I participated in the DIY Citizenship Conference held at the University of Toronto in November. Organized by UT Professors Megan Boler and Matthew Ratto, the conference featured presentations and panels on expected topics such as: citizen journalism, citizen science, and youth and media, but it also included new perspectives on issues such DIY health, fan-based civic platforms, and the citizen factory.
Two aspects of the conference I especially appreciated: 1) the attention to gender as an ongoing SOCIAL barrier to DIY participation, and 2) the critical making hackspace.
A talk by Rosa Reitsamer (Universitat Salzburg) titled, “Challenging the ‘anyone can do it’: DIY Feminist Citizenship and Mechanisms of Inclusion and Exclusion” cogently examined the way that gender continues to structure participation in maker projects in subtle ways: by looking at the behaviors and interactions between girls and boys in DIY settings. Jennifer Jenson (York University) raised the issue as well in her excellent keynote address: “Raising the Bar on ‘Voice’ in a Troubled Community: Student Media Projects.” In this talk, Jennifer noted the difficulty in scaffolding media making experiences for youth whose media literacy is rudimentary. In particular she raised the issue of praising inadequate work (projects that had no story structure, for example) in the hopes of reinforcing the value of “process.” I appreciated her frank assertion that we need to raise the bar on our expectations of what “counts” as good work so as to avoid patronizing and misleading students about their media making skills.

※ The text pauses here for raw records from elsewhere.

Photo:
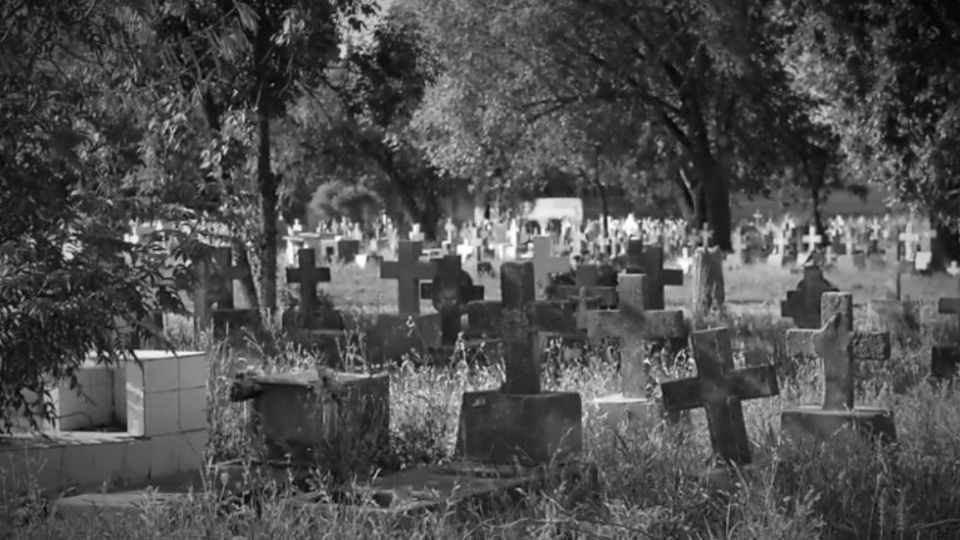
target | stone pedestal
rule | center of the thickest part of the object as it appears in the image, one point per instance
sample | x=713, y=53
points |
x=816, y=423
x=312, y=420
x=537, y=429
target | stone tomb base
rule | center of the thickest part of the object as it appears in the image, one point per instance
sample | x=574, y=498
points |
x=813, y=422
x=535, y=429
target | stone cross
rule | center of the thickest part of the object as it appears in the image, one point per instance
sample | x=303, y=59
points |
x=308, y=275
x=719, y=389
x=803, y=304
x=648, y=260
x=451, y=289
x=544, y=263
x=408, y=270
x=522, y=317
x=812, y=239
x=216, y=274
x=910, y=239
x=839, y=348
x=631, y=324
x=863, y=346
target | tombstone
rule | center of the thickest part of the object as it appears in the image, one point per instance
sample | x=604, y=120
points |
x=803, y=304
x=648, y=260
x=308, y=275
x=544, y=263
x=587, y=277
x=839, y=348
x=450, y=290
x=632, y=325
x=519, y=423
x=213, y=299
x=719, y=389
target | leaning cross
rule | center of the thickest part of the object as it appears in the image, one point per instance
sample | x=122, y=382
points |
x=408, y=270
x=863, y=346
x=719, y=388
x=308, y=275
x=216, y=274
x=648, y=260
x=632, y=325
x=544, y=263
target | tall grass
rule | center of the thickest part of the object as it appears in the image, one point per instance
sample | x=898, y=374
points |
x=639, y=479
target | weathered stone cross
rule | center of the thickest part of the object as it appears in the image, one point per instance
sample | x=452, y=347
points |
x=408, y=270
x=308, y=275
x=648, y=260
x=719, y=389
x=631, y=324
x=840, y=348
x=216, y=274
x=864, y=346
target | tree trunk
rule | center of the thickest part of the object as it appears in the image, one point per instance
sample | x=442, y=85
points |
x=708, y=287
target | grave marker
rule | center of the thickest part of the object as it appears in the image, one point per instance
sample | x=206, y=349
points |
x=648, y=260
x=544, y=263
x=632, y=325
x=307, y=274
x=519, y=422
x=408, y=270
x=719, y=389
x=803, y=304
x=837, y=345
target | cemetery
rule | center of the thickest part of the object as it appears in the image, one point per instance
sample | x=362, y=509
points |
x=378, y=269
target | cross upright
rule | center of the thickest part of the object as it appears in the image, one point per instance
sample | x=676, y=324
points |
x=408, y=270
x=308, y=275
x=812, y=239
x=215, y=276
x=863, y=346
x=837, y=345
x=910, y=239
x=544, y=263
x=522, y=318
x=719, y=389
x=648, y=260
x=588, y=277
x=631, y=324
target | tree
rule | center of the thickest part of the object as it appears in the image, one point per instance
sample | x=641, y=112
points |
x=885, y=76
x=697, y=82
x=69, y=285
x=258, y=58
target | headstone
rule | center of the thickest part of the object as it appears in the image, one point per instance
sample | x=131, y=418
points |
x=839, y=348
x=632, y=325
x=803, y=304
x=648, y=260
x=450, y=290
x=408, y=270
x=719, y=389
x=545, y=263
x=308, y=275
x=519, y=423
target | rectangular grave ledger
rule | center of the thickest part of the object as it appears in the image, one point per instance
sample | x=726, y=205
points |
x=308, y=419
x=161, y=401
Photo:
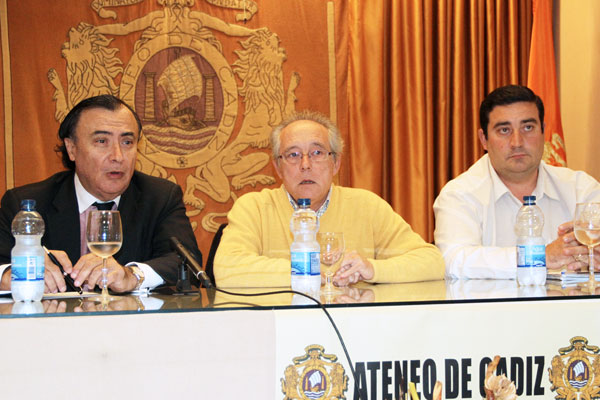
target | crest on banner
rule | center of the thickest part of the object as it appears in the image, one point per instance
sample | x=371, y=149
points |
x=575, y=371
x=195, y=114
x=314, y=375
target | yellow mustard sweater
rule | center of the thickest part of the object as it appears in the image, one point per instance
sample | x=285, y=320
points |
x=255, y=247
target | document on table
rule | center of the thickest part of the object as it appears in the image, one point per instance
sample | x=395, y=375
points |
x=569, y=277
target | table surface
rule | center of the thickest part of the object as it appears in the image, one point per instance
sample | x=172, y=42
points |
x=359, y=295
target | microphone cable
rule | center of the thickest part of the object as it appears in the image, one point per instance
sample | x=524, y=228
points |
x=322, y=306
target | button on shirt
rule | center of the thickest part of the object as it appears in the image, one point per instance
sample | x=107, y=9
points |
x=475, y=216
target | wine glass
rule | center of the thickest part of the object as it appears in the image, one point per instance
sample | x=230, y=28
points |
x=104, y=239
x=587, y=230
x=332, y=251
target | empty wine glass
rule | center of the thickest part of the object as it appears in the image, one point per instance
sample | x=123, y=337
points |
x=332, y=251
x=104, y=239
x=587, y=230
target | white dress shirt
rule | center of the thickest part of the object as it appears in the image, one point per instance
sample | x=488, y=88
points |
x=475, y=216
x=84, y=200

The critical making hackspace included exhibits and demonstrations of projects such as the “Citizen-centric ID” created by Andrew Clement and his research team (U of Toronto). This device enables people to read the information stored on the magnetic strips of their plastic ID cards so that they can better monitor what information is shared with vendors when these cards are “swiped” during transactions and travels. As an example of a “counter-surveillance” device, this project is firmly built on a critical assessment of the kind of technologies WE NEED, but will never be developed by corporate R&D labs.
The conference was full of energy and open-sharing of ideas and projects. Video clips of conference events are available at the U of Toronto’s Munk School of Global Affairs website.